Gli applausi per la scienza e la nostra capacità di inginocchiarci solo a metà
Si possono rispettare i dinieghi verso la trasparenza del bel gesto sportivo. Ma la standing ovation di Wimbledon a Sarah Gilbert è stata liberatoria
L’applauso di Wimbledon a Sarah Gilbert, volto severo e spaesato, giacca rossa, eleganza naturale dello sguardo e del corpo, è stato liberatorio in ogni senso possibile. Lei ha reso possibile la vaccinazione dei britannici, in prevalenza con AstraZeneca, si è posta per il suo lavoro e la sua ricerca alle origini di una vita rinnovata dopo l’esplosione mondiale di malattia e morte, al punto di inizio di una provvisoria dispersione della paura, di un faticoso e ancora pregiudicabile ritorno a quella normalità che sta nel sacrario di abitudini e tradizioni degli inglesi. Loro, élite in un popolo che ancora considera virtù e dovere come segno di riconoscimento dell’establishment, hanno applaudito il suo nome, la sua discreta e imbarazzata presenza in tribuna, e lo hanno fatto con entusiasmo sportivo, con un’alzata in piedi e un’intensità di spettacolare bellezza.
In un minuto di delirio progressista, di fede nella scienza esibita, ostentata senza pudore, hanno spazzato via anche le orme del QAnonismo, le bassezze dell’ignoranza spicciola, il misconoscimento e l’ingratitudine rivolti al meglio di quel che siamo capaci di essere. Il luogo del gioco è una specie di adunanza sociale significativa, tempio di culti speciali. Nella stessa giornata agli Europei di calcio si celebrava, con il tormento francese dopo il rigore fallito di Mbappé e la gioia rigurgitante birra dei confederati elvetici cazzuti, il volto oblioso, drogato di identità e passione nazionale, di un’attività per definizione bassa, una strana immensa gioia che si manifesta con l’uso fantastico e giocoliere dei piedi e l’esclusione rigorosa delle mani.

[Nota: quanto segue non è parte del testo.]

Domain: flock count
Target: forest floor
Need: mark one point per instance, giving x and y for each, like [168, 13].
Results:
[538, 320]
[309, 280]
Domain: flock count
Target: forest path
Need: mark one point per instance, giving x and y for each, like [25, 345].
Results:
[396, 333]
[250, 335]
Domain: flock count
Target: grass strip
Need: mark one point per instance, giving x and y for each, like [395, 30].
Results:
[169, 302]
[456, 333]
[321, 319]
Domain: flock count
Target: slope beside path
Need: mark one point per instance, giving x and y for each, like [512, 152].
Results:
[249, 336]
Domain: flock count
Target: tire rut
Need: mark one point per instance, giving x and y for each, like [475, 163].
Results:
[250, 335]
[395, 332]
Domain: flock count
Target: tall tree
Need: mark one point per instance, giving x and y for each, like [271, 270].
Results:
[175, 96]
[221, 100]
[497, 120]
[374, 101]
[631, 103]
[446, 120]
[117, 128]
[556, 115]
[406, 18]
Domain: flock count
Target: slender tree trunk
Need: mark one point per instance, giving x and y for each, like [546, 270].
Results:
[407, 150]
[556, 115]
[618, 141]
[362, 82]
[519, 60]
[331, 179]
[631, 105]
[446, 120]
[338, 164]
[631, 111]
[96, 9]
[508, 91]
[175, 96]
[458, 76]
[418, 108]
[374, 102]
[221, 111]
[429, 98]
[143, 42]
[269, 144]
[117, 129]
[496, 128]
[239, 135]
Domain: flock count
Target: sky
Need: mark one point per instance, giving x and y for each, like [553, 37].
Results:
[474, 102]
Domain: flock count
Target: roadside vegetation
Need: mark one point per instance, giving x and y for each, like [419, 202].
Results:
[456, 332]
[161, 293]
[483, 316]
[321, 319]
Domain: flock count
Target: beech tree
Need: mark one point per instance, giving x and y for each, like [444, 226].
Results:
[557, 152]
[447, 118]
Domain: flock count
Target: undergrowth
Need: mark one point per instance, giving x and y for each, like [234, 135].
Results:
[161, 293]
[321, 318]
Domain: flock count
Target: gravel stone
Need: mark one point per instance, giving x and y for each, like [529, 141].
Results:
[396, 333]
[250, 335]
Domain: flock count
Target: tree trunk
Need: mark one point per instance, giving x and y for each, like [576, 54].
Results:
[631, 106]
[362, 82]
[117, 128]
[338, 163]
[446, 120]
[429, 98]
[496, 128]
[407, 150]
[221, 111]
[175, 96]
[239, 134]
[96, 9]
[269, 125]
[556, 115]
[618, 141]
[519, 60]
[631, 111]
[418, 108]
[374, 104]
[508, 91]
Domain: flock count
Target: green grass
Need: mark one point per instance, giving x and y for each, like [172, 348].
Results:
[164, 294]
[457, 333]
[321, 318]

Al Tennis Court di Wimbledon, dove i piedi servono d’appoggio decisivo ma solo per l’uso sapiente delle mani, del polso, del braccio che esprime il coordinamento di tutto il corpo nel tocco, nel punto, nello scambio che esorcizza e allontana il contatto fisico, lì la lezione del fair play, che sembra la sostantificazione astratta di un imbroglio a noi esseri passionali, ha condotto al bel gesto che accompagnerà un’epoca di uscita dalla condizione opaca dell’epidemia moderna, dalla sua terrificante esponenzialità e generalità di contagio.
Da bravi tonti come spesso siamo, noi azzurri abbiamo trasformato il bel gesto della preghiera della rotula, che ha senso solo se azionata da una decisione personale, in un mozione collettiva, magari a richiesta dell’avversario. Un peccato, perché mai come adesso dallo sport era venuto, è venuto, un segno che è meglio di ogni messaggio politico o ideologico, meno brodoso e conformista, un segno spontaneo e contagioso come uno spillover virale di bellezza e innocenza; e noi, che siamo meravigliosi e abili quando si tratti di fare pasticci, li abbiamo fatti tutti.
Ma non importa. Si possono rispettare dinieghi e disgusti, rifiuti e censure verso la trasparenza del bel gesto sportivo, a ciascuno la sua sensibilità; ma chi non si associa all’applauso élitario di quella platea bloomsburiana abituata ai ritardi per pioggia, a partite splendide, ai grandi teloni rigonfi che proteggono l’erba più sontuosa del mondo, chi resta seduto e a mani ferme davanti a Sarah Gilbert è solo un coglione.